With respect to Bester's application for a stay of this matter pending exhaustion, the Court is not vested with the power or discretion to award such relief. See Gizewski v. New York State Dep't of Corr. & Cmty. Supervision, No. 9:14-CV-0124 (GTS/DJS), 2016 WL 3661434, at *14, no. 27 (N.D.N.Y. July 5, 2016), afd, 692 Fed.Appx. 668 (2d Cir. 2017) ("The eventual denial does not cure the failure to exhaust: '[subsequent exhaustion after suit is filed . . . is insufficient.' ") (citations omitted).
Accordingly, the undersigned recommends that Defendants' motion be granted and Bester's Amended Complaint should be dismissed without prejudice. See Berry v. Kerik, 366 F.3d 85, 87 (2d Cir. 2004) (dismissing without prejudice for failure to exhaust administrative remedies when the plaintiff "can cure the defect simply by exhausting them and then reinstituting his suit") (citing Snider v. Melindez, 199 F.3d 108, 111-12 (2d Cir. 1999)).
III. CONCLUSION
WHEREFORE, based on the findings set forth above, it is hereby:
ORDERED that the Amended Complaint (Dkt. No. 19) is accepted for filing and is deemed the operative pleading; and it is further
RECOMMENDED that Defendants' motion for summary judgment (Dkt. No. 21) be GRANTED; and it is further
ORDERED that copies of this Report-Recommendation and Order be served on the parties in accordance with the Local Rules.
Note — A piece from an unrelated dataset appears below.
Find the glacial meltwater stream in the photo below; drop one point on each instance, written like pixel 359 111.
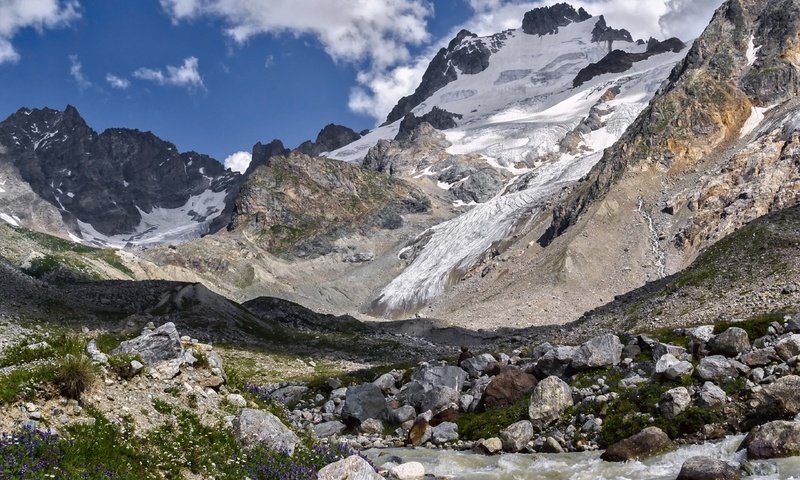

Pursuant to 28 U.S.C. § 636(b)(1), the parties have fourteen (14)days within which to file written objections to the foregoing report. Such objections shall be filed with the Clerk of the Court. FAILURE TO OBJECT TO THIS REPORT WITHIN FOURTEEN (14) DAYS WILL PRECLUDE APPELLATE REVIEW . Roldan v. Racette, 984 F.2d 85, 89 (2d Cir. 1993) (citing Small v. Secretary of Health and Human Services, 892 F.2d 15 (2d Cir. 1989)); 28 U.S.C. § 636(b)(1); FED. R. CIV. P. 6(a), 6(e), 72.
If you are proceeding pro se and are served with this Order by mail, three additional days will be added to the fourteen-day period, meaning that you have seventeen days from the date the order was mailed to you to serve and file objections. Fed.R.Civ.P. 6(d). If the last day of that prescribed period falls on a Saturday, Sunday, or legal holiday, then the deadline is extended until the end of the next day that is not a Saturday, Sunday, or legal holiday. Fed.R.Civ.P. 6(a)(1)(c).